Waithera confirmed that the Speaker had promised that by 11:00 am Wednesday, the clerk would be ready to receive both the motion and any attached documents.
The MCA noted that the motion contains 22 counts, but the details cannot yet be disclosed.
“We cannot mention the figures now, until the clerk receives and counterchecks the signatures,” Waithera said.
She added that legal procedure requires the clerk to submit all documents first to the Speaker’s office for further clarification before the motion becomes official.
Tuesday’s events marked the latest step in a process that began months ago.
The latest impeachment bid comes five months after MCAs abandoned an earlier attempt to remove Sakaja, which was halted after President William Ruto and the late Raila Odinga intervened.
In September 2025, both leaders convened meetings with allied MPs and ward representatives, urging dialogue and focus on service delivery rather than political brinkmanship.
At State House, Ruto met UDA-aligned MCAs and warned them against pursuing the ouster motion. Drawing from his own political experience, he reminded ward representatives, “Leadership demands resilience, not retaliation,” and urged them to put aside differences for development.

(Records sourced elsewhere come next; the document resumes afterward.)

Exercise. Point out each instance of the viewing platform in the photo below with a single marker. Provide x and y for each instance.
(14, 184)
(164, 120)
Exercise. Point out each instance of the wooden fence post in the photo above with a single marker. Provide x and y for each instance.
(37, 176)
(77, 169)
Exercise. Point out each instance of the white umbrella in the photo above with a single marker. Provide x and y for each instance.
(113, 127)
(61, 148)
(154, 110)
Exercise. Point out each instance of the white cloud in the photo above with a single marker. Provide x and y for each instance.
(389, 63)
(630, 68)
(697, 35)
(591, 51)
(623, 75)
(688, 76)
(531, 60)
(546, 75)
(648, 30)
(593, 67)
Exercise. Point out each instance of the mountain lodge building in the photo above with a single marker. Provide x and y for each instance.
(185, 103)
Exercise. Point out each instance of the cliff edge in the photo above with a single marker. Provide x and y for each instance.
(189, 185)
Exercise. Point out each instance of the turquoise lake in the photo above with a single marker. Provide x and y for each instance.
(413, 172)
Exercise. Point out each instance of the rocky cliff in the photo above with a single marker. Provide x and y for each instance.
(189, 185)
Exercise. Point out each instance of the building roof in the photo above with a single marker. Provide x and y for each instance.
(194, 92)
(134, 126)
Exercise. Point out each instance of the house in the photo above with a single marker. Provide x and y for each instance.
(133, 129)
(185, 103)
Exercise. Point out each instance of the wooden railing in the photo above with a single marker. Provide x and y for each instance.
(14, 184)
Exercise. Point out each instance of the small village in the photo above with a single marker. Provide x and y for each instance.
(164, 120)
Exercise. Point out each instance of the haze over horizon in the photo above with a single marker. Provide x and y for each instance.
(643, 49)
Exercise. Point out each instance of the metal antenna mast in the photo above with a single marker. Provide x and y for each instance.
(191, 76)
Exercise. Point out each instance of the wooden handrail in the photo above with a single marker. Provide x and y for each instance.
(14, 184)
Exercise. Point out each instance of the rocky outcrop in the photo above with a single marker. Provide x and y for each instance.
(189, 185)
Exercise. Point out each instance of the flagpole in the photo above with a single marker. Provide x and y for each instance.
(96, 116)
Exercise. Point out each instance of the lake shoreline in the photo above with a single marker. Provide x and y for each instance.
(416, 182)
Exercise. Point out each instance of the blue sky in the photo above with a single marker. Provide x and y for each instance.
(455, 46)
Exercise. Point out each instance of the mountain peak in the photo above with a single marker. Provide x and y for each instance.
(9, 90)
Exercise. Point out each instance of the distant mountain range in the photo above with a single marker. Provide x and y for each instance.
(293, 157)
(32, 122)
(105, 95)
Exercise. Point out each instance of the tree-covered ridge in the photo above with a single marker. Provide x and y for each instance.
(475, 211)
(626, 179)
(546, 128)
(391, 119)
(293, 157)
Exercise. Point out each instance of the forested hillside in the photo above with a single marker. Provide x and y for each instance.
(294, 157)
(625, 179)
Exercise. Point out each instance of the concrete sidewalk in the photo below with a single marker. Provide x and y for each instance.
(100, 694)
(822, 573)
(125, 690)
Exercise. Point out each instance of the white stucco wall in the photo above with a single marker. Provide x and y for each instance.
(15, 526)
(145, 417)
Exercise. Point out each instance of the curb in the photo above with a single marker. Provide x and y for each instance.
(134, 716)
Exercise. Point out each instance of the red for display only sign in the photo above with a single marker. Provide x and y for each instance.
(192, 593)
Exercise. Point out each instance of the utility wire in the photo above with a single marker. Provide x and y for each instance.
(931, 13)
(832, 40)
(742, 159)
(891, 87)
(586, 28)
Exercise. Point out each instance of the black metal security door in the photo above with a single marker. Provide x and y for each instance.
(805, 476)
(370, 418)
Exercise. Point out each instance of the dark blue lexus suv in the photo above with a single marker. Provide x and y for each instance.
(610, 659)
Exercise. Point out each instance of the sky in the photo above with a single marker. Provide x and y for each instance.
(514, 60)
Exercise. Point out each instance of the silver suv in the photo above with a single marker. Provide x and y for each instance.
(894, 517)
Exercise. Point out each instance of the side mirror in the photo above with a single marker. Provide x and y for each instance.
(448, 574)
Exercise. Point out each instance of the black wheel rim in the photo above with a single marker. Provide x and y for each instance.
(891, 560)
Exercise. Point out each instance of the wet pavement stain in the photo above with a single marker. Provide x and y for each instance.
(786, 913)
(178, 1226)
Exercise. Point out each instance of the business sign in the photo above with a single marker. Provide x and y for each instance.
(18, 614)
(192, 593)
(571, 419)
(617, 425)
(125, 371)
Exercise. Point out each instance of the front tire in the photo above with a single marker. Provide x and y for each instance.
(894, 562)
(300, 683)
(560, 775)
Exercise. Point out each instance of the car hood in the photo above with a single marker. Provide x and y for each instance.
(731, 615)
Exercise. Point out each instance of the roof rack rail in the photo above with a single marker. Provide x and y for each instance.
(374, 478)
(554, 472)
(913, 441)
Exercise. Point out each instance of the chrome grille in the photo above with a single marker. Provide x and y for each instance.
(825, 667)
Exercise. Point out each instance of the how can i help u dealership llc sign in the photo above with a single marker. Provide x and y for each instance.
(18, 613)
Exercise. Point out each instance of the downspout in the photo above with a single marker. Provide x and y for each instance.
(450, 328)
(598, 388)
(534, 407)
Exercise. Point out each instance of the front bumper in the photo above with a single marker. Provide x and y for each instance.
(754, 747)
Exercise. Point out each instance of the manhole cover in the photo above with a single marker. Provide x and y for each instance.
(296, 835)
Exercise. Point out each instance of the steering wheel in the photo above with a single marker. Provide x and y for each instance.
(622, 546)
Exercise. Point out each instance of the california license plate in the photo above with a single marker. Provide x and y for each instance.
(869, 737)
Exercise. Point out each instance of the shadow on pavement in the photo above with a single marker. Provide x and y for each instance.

Meanwhile, Raila convened ODM MPs and MCAs at the Jaramogi Oginga Odinga Foundation.
The session, chaired by veteran politician Fred Gumo and later joined by Sakaja, concluded with a consensus to drop the earlier impeachment push, which insiders said would have destabilised the capital.
Calls for Sakaja’s removal continued even after the pause. Embakasi Central MP Benjamin Gathiru, popularly known as Meja Dong, criticised the intervention by Raila and Ruto.
“It is very shameful when the whole of Nairobi’s voters are crying because they are getting poor services, then the handshake brothers can get eight hours to discuss someone incompetent instead of using the eight hours to hear the pleas of Nairobi residents,” he said. The MP added that Nairobians had already made up their minds: “It has already been decided that Sakaja will be a one-term governor. Either way, he must go.”
Sakaja is facing a county assembly that is watchful, impatient, and unwilling to back down if promises of reform remain unmet. For residents, the hope is simple: fewer political battles and better services.
MCAs backing the motion say they have drafted more than 20 charges and believe the evidence against the governor is overwhelming. What began as routine complaints about stalled projects and delayed bursaries, has eventually escalated into a coordinated impeachment push.